Saturday, April 18, 2009
I haven't posted on here for the last week or so because I had a bit of a domestic crisis to sort out (my father was taken ill at the far end of the country, but I hope everything's now okay). So I was particularly pleased when I returned today to find that Maxine Clarke of the excellent Petrona blog had taken a comment I'd made on one of her earlier postings and turned it into a fully-fledged posting in its own right. I'm extremely flattered, and I was also very interested by some of the responses.
Thursday, April 9, 2009
Not having got around to reading it, I suppose I'm slightly sceptical about Nassim Nicholas Taleb's book "The Black Swan: The Impact of the Highly Improbable" but only because his core thesis seem to me a statement of the blindingly obvious. Life is less predictable than we like to pretend.
However, a tip of the proverbial to David Hepworth's blog for pointing me towards Taleb's 'Ten principles for a Black Swan-proof world' at FT.com which says pretty much everything that needs saying about the current state of the world economy. Hepworth's conclusion is that 'cleverness is overrated'. That's probably not quite fair. In my experience, there's a lot to be said for cleverness. But then my definition of 'clever' wouldn't encompass, say, Structured Investment Vehicles.
Friday, April 3, 2009
This article, from the Wall Street Journal, tells you pretty much everything you want to know about the life of a Western business traveller in Ulaan Bataar. Doesn't sound too bad to me.
Thursday, April 2, 2009
Apologies for the radio silence on here for the last week or so. My excuse is that I'm working hard on finishing a new (non-Nergui) novel. The good news, for me at least, is that I've got the first draft almost finished so I'll soon be able to start thinking about other things again.
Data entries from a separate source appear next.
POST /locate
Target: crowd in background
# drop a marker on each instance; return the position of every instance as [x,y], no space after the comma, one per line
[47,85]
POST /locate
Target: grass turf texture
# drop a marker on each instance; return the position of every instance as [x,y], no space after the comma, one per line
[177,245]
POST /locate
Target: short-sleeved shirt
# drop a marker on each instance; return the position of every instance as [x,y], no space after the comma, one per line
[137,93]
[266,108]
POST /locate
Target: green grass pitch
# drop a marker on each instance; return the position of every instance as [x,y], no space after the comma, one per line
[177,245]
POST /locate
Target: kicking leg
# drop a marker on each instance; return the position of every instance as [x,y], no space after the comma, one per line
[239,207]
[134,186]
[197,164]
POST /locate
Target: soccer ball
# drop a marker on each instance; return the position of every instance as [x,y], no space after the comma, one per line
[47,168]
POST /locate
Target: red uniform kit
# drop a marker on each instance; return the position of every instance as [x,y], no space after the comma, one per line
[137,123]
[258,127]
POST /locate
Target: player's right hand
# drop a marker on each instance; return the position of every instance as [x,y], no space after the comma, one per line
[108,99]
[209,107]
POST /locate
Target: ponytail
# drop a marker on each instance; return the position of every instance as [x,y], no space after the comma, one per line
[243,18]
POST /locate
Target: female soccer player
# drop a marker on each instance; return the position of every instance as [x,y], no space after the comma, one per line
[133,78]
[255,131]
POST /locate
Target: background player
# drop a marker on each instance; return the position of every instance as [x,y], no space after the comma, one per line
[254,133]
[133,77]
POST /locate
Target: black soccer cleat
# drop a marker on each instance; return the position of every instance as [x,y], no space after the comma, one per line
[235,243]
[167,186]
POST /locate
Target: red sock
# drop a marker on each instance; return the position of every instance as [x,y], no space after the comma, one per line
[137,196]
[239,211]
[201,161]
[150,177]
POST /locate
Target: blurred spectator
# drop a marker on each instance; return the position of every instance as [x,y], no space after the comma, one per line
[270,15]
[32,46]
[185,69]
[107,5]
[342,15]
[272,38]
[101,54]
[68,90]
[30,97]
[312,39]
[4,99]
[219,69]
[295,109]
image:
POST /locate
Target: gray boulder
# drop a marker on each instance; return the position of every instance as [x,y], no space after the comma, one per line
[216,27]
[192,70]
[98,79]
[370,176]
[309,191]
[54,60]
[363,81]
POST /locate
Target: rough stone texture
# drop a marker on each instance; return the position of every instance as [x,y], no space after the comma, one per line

In the meantime, I was intrigued by the news that Mongolia is looking at passing a Freedom of Information Act. I've written quite a lot in the novels about the impact of the country's secretive Communist past on its democratic present and, as the UB Post article points out, a move towards full disclosure would be a significant cultural step. The article concludes that progress towards introducing greater freedom of information 'will depend on how badly the nation’s politicians...want information in Mongolia to be freely accessible'. And, I guess, on how much they have to hide.